How socializing improves the elderly’s well-being

words Al Woods

elderly's well-being

Socializing is an important component of developing an elderly person’s well-being in all facets of life including, emotional, physical, mental, and spiritual. If you are curious about how these concepts operate in a practical manner, here’s how social connections can improve a senior’s quality of life.

Cognitive Benefits

When we engage in social interactions with other people, we’re harnessing and practicing our social skills. Being alone for a long period of time can lead to impairments in the neurons used to process information. For older adults socialization can improve memory recall and mental acuteness. While cognitive decline is certainly not always associated with aging, it’s nice to think that simply engaging in a conversation can have this bonus.

Reduction In Anxiety/Stress

Anyone who feels socially isolated is going to have an increase in their levels of anxiety and stress. Older adults may worry that someone will not be around to check up on them if they happen to fall, or have a medical emergency. Young and older people alike can bring an energetic and happy atmosphere to an elderly person. People who are more accustomed to handling their stress due to socialization experience physical health benefits too. These include an improved cardiovascular system and enhanced immune system. As older adults are more at risk to illnesses such as the flu this is an exceptional asset.

older lifestyle

Social Supports Lead To Exercise

Elderly persons who are more engaged in social support groups are more likely to be involved in exercise. Older adults who go for walks with their friends are engaging in this kind of low impact activity. There might even be local programs that support older adults physical activity directly. The professionals behind Graying With Grace provide guides for elderly persons who are looking for sports or hobbies. There are a plethora of reasons why the elderly should exercise including cardiovascular benefits, improved bone density, and respiratory function.

Improved Confidence

Participating in social excursions or having someone visit regularly to talk is great for senior’s confidence. If you’re socially isolated an elderly person might start perceiving inaccurate concepts about your personal level of health, and your cognitive function. Having someone around who interacts with seniors in a non-judgemental way helps boost their self esteem in a needed way. 

Reduced Accidents

Elderly people are the population that is most at risk for falls, and most at risk for having a health related incident while no one is around. If the elderly are part of a social network, either in the community or with family and friends, their absence will go noticed. This means that someone will be checking up on them if they have fallen and can’t get help, or if another incidence has occurred.

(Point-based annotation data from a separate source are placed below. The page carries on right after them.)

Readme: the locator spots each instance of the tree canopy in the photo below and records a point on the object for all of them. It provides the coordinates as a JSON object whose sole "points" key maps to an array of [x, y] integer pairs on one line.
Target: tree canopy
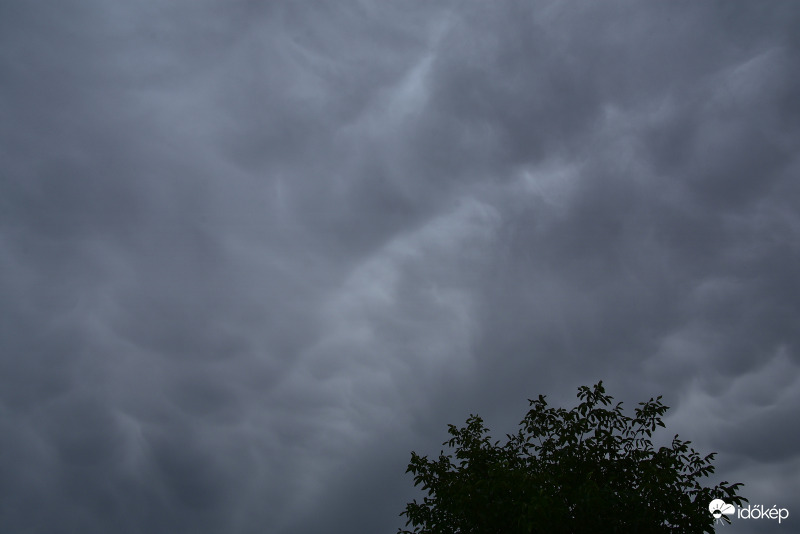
{"points": [[588, 469]]}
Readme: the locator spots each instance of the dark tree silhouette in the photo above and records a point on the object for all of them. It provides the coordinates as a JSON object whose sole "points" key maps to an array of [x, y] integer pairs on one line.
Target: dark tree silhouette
{"points": [[590, 469]]}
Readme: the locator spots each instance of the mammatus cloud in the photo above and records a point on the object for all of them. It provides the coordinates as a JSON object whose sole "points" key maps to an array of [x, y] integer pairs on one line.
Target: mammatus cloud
{"points": [[250, 257]]}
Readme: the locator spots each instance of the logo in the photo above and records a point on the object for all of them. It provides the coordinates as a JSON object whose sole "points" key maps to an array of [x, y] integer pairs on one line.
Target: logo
{"points": [[721, 510]]}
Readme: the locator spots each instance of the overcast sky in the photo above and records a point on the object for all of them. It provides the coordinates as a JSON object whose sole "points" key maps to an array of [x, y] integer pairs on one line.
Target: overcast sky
{"points": [[253, 254]]}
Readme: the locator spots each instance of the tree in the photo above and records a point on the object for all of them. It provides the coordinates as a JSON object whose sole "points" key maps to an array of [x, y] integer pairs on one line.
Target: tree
{"points": [[589, 469]]}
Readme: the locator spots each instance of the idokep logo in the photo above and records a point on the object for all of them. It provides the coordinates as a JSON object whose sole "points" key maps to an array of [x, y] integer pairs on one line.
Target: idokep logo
{"points": [[722, 511]]}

Being around people makes us happy (well, depending on who). Actively talking about your day, laughing, being supportive, it’s something that everyone needs in their life. Humans are social creatures and being around people who care about us is just as much a need as drinking water or eating food. The elderly absolutely need to socialize in order to keep their joy in life, and they look forward to the goings on of the world just like everyone else.

A Healthy Diet

An ugly side to social isolation for aging adults is the fact that they might not be getting enough nutrition. If an older adult lives by themselves, they might not be cooking food that provides an adequate source of vitamins, minerals, and macronutrients. They may even become malnourished from skipping meals because it’s too difficult to manage on their own. Elderly people who have a social network are more likely to have an improved level of nutrition are less likely to become malnourished.


Spirituality is touted as a mandatory component of health in most medical models, but not in the religious sense. Spirituality is deriving meaning and purpose from your life, and not socializing can lead to negative consequences. Being part of a group increases senior’s purpose in life and helps them derive meaning from their day to day activities.

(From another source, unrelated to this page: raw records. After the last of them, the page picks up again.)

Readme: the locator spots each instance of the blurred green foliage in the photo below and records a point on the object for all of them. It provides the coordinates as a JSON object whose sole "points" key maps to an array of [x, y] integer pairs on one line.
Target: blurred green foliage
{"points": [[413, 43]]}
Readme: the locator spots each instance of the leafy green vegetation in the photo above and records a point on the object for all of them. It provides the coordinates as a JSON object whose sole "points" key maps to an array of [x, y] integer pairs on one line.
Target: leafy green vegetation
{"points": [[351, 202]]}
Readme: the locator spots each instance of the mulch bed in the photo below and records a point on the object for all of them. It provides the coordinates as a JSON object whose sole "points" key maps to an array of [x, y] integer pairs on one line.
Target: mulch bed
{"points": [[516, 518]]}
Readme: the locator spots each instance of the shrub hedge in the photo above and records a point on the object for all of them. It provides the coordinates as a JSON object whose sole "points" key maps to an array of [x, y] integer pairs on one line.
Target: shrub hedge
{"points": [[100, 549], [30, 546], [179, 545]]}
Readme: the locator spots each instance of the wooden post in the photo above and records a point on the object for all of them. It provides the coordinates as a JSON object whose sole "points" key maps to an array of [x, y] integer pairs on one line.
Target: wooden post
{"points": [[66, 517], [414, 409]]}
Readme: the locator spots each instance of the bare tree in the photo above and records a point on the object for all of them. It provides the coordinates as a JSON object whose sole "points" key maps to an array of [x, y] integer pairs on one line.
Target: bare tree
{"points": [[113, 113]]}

It’s clear that socializing is an important part of an elderly persons life, it leads to improved physical health, it helps generate working memory, and can lead to more exercise or improved nutrition. We all need to derive meaning in our lives and if we are alone and isolated it can feel a little depressing. Whether it’s going to a social group, or just having time with friends, all older adults should invest a little time in being social for their health.